Ne deriva che l’avvenuta registrazione di fatture limitatamente al solo imponibile e solo sul registro acquisti – come risulta dalla sentenza stessa – integrano inosservanze che non sono irrilevanti o meramente formali atteso che l’omessa o ritardata fatturazione o la mancata regolarizzazione da parte del cessionario o committente con il meccanismo dell’inversione contabile incidono, in termini significativi, sulla determinazione del reddito d’impresa e sull’imposta stessa e recano pregiudizio all’esercizio delle azioni di controllo da parte dell’Amministrazione finanziaria che si trova a dover valutare la correttezza delle operazioni, e ciò tanto più, nel caso di specie, in quanto proprio il meccanismo dell’inversione contabile costituisce la modalità idonea ad assolvere gli obblighi impositivi (v. Cass. n. 9505 del 12/04/2017; Cass. n. 27598 del 30/10/2018).

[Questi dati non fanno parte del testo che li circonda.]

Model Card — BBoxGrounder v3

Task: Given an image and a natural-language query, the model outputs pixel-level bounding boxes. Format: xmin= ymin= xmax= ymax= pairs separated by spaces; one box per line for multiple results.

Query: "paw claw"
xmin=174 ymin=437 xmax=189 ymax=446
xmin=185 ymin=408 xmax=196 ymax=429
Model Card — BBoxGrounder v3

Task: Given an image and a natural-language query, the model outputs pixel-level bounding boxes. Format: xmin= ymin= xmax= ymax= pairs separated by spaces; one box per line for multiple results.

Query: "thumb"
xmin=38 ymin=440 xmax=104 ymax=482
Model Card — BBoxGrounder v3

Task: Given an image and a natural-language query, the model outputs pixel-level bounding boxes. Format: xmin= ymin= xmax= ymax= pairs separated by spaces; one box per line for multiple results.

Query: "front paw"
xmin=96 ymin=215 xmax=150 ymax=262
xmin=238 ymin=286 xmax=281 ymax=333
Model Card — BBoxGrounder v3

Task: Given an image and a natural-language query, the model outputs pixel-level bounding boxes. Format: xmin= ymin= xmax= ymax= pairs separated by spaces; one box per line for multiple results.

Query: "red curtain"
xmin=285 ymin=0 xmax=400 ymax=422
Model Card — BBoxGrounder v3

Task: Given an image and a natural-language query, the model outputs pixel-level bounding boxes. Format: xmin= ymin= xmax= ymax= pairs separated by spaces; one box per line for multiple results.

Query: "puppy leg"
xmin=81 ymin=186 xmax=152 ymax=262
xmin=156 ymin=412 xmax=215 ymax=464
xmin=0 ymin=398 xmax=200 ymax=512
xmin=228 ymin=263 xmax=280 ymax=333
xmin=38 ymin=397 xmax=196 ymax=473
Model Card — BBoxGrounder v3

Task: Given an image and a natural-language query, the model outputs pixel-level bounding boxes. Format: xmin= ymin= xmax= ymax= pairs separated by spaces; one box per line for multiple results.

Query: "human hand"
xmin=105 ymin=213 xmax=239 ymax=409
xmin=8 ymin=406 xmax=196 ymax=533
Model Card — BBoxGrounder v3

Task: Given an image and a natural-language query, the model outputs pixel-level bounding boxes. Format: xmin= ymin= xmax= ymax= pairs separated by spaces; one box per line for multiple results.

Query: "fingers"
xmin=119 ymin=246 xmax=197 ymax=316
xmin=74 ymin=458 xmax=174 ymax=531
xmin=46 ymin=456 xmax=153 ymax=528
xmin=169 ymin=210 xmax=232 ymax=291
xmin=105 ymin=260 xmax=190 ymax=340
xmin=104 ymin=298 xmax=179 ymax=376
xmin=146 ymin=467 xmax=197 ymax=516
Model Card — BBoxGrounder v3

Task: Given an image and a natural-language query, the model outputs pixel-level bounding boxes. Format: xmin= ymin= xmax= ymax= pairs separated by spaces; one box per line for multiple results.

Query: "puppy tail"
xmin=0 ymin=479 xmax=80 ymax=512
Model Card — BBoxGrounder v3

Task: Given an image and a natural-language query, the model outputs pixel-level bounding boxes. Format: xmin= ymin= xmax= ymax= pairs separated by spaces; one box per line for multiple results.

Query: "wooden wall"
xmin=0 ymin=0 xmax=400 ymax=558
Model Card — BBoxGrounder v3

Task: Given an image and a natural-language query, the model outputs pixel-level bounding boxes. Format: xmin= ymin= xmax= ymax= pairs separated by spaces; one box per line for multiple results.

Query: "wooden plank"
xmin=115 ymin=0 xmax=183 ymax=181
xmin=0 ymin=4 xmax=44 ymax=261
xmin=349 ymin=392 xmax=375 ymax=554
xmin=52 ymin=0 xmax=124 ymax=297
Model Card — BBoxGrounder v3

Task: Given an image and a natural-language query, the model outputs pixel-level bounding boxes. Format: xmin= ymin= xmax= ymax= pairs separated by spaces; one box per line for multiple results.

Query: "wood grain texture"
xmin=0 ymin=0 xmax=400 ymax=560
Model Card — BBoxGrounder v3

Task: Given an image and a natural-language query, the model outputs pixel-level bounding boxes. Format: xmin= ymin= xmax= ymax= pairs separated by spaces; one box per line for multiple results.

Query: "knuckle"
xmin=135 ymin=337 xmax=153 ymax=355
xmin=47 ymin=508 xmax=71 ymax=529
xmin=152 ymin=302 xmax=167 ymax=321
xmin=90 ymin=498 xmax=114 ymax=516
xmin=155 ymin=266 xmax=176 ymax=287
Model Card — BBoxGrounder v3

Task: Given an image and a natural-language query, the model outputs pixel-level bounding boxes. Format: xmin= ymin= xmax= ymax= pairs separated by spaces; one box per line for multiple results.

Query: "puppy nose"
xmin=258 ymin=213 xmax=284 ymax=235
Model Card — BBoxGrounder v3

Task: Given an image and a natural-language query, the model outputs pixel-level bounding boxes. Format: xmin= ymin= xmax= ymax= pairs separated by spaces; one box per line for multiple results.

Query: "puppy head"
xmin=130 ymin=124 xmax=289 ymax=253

La CTR, nel ritenere la correttezza della sanzione irrogata, ha dunque fatto corretta applicazione degli anzidetti principi, difettando, nella specie, i presupposti per la non punibilità della condotta.

9. Il ricorso va pertanto rigettato. Nulla per le spese.

PQM

La Corte rigetta il ricorso.

Ai sensi del D.P.R. n. 115 del 2002, art. 13, comma 1 quater, dà atto della sussistenza dei presupposti processuali per il versamento, da parte del ricorrente principale, di un ulteriore importo a titolo di contributo unificato pari a quello previsto per il ricorso principale, a norma dello stesso art. 13, comma 1-bis, se dovuto.

Così deciso in Roma, nell’adunanza camerale, il 28 novembre 2019.